Niko swallowed as he drew his talon knife and moved quickly but cautiously toward the rear of the building. His shoes crunched on broken glass. Lott was right behind him, Kenjo and Sim on either side, but he still felt like a student from the back of the classroom suddenly called up to the blackboard to face a question alone. The gems embedded in the hilt of his talon knife streamed hot, tense jade energy into his body. He could feel its bright currents swirling in his gut, thrumming up and down his arms and legs, swimming through his head. He held the energy coiled, ready to Steel or Deflect, to spring into motion with Strength and Lightness. Perception was Niko’s weakest discipline, but he strained it forward and picked out four men waiting behind the closed door, their energies burning an alarming, murderous crimson.
He tensed. This was it. Move.
A tremendous crashing noise exploded ahead of him. Niko launched himself forward and kicked the door open; it splintered under his Strength. At first all he could comprehend was a blur of fighting—gunfire, screaming, raging jade auras. A man with a gun ran wild-eyed toward him. Before Niko could react, an exiting bullet opened a hole in the man’s forehead, pitching him toward the floor.
Lott shoved Niko aside with one arm—to protect him, or simply because he was in the way. The First Fist swept the room with the other arm extended, his Ankev pistol raised and jade aura blazing like a gasoline fire.
Then he lowered his weapon and stepped inside.
Niko pushed himself off the wall. The gunfire had fallen silent. The only sound that remained was an animal-like moaning from a man lying on the floor, clutching his stomach. Three other men were on the ground, two of them dead. Ayt Ato and his cousins were stalking through the room. Sando Kin was grimacing and clutching a bloodied arm, but his injury didn’t seem serious. Through the rear door that the Kobens had torn from its hinges, a breeze from the alley outside flowed into the building and began to disperse the smell of gunpowder.
Koben Ashi walked around the grisly scene, shrugged, and tossed a smirk at the staring No Peak Green Bones. “Next time, we’ll try to leave a few of them for you.”
Sim retorted, “We took out the trash in the front, you smug ass,” but it wasn’t said with venom and both men laughed. Niko stood rooted in place, talon knife still in hand.
The room contained stacked plastic supply bins, a water cooler, a fax machine, and a table with an open briefcase and several stacks of cash, with more bills scattered across the floor by the violence. Three hard-sided metal cases sat on the ground. Lott pulled one of them onto the table and tore off the lock. Kenjo looked over Lott’s shoulder and made a noise of appreciation. Cushioned inside the case were two Fullerton P1 carbines with spare magazines and ammunition.
Ayt Ato caught Niko’s eye. “Kaul-jen,” he said, gesturing at the prone men on the ground. “Would you be so good as to tell us which of these men we came here for?”

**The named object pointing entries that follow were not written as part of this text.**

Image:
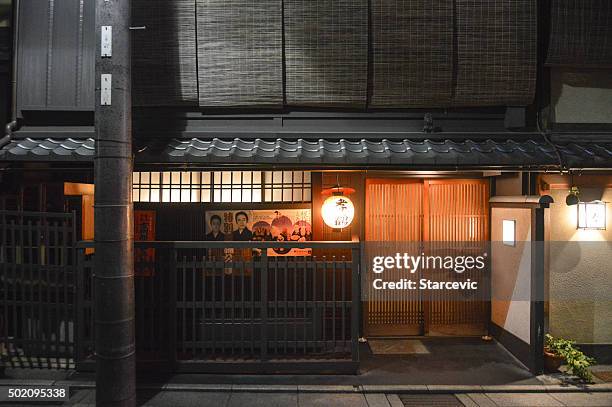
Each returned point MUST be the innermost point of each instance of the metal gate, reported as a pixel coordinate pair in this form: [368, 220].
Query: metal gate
[37, 289]
[437, 218]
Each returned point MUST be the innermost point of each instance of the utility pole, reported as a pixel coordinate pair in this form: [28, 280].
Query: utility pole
[114, 260]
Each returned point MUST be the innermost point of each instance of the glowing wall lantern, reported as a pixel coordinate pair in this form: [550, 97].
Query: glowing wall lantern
[592, 215]
[338, 210]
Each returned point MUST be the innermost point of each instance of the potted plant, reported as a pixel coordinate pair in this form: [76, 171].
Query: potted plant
[557, 350]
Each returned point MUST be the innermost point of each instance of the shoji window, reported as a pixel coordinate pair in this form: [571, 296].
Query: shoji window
[222, 186]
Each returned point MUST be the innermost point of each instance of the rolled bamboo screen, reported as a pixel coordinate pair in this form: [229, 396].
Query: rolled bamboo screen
[412, 47]
[326, 52]
[240, 52]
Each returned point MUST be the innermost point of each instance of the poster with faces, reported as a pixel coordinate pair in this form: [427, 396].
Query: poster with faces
[263, 225]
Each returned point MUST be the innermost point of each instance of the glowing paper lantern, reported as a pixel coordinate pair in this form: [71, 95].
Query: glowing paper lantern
[592, 215]
[338, 211]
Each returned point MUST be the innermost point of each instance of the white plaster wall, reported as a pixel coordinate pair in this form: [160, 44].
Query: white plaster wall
[511, 273]
[580, 273]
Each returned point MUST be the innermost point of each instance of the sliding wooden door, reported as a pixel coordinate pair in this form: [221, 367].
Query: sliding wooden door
[457, 224]
[393, 214]
[439, 217]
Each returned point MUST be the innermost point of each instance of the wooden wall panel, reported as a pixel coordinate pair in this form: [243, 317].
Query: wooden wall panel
[393, 218]
[240, 53]
[326, 52]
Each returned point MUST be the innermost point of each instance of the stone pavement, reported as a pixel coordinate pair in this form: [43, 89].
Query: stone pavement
[86, 398]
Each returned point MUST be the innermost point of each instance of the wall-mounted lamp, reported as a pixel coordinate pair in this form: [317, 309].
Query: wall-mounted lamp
[509, 232]
[573, 197]
[592, 215]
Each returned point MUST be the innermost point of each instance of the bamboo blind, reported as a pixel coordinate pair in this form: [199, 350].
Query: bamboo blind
[496, 52]
[164, 54]
[412, 46]
[240, 52]
[581, 33]
[326, 52]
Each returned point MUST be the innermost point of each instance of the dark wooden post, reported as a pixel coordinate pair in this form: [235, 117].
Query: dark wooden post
[114, 261]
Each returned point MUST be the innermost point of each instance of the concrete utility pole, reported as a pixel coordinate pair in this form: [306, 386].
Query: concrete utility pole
[114, 260]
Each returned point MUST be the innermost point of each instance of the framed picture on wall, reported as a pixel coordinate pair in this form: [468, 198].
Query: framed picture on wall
[144, 230]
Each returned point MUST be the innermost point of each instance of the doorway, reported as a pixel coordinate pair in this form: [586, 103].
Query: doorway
[433, 217]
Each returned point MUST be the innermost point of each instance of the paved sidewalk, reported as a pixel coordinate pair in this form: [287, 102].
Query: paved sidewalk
[86, 398]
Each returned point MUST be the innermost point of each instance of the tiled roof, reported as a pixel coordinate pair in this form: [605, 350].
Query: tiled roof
[390, 152]
[427, 153]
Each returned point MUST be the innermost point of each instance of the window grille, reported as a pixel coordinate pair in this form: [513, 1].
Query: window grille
[222, 186]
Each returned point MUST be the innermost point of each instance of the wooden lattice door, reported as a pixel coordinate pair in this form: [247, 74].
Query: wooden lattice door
[433, 217]
[393, 217]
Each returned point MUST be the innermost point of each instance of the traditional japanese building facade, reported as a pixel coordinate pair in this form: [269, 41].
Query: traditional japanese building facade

Lott’s eyes narrowed at the tone of polite condescension in Ayt Ato’s voice, but Niko ignored it. He took a close look, comparing the faces to the images he’d seen in the photographs. “Those two,” he said. One of their targets was already dead. He’d been hard to recognize at first, on account of his shaved head and part of his jaw having been blown away. The other dealer, the Uwiwan, was the gutshot one flopping on the floor, his dark face contorted in agony. “Die screaming, you miserable whoreson curs,” he wheezed, trying to sit up. “Fuck every last one of you all the way to hell.” He cursed them in Uwiwan and Kekonese, spitting every profanity he knew in both languages as blood saturated his shirt and pants.
Ayt Ato edged his shiny black shoes away from the expanding pool on the concrete and motioned to his cousin, Koben Ashi, who bent down and opened the man’s throat from behind with a talon knife.
Ayt Ato turned to Niko. “It’s not so hard for us to work together after all. Who says we have to follow the examples of our elders?” The man’s arresting eyes were guileless, though a touch of wary curiosity turned up the corners of his shapely mouth.
Niko watched the man walk out of the building to meet the police, who’d arrived as instructed, right on time to avoid getting in the way during the fighting but swiftly enough to secure the area, clean up the scene, and arrest any surviving accomplices. Reporters in news trucks arrived seconds later. They pressed in around the Mountain Green Bones, taking photographs and video footage of the confiscated money and weapons being handed over to the police.
A few members of the media spotted the No Peak men exiting the pool hall and hurried toward them, eager to be the first to snap photographs of Kaul Niko and Ayt Ato in the same image. Lott Jin shot them a warning glare. “Not a chance,” he snarled, “unless you want to take it up with the Pillar of No Peak.” That made them back off. Kaul Hilo was well known for being intolerant of the press following anyone in the family, especially Wen and Ru, for security reasons, but more generally because he thought they were leeches and disdained the Kobens for pandering to them.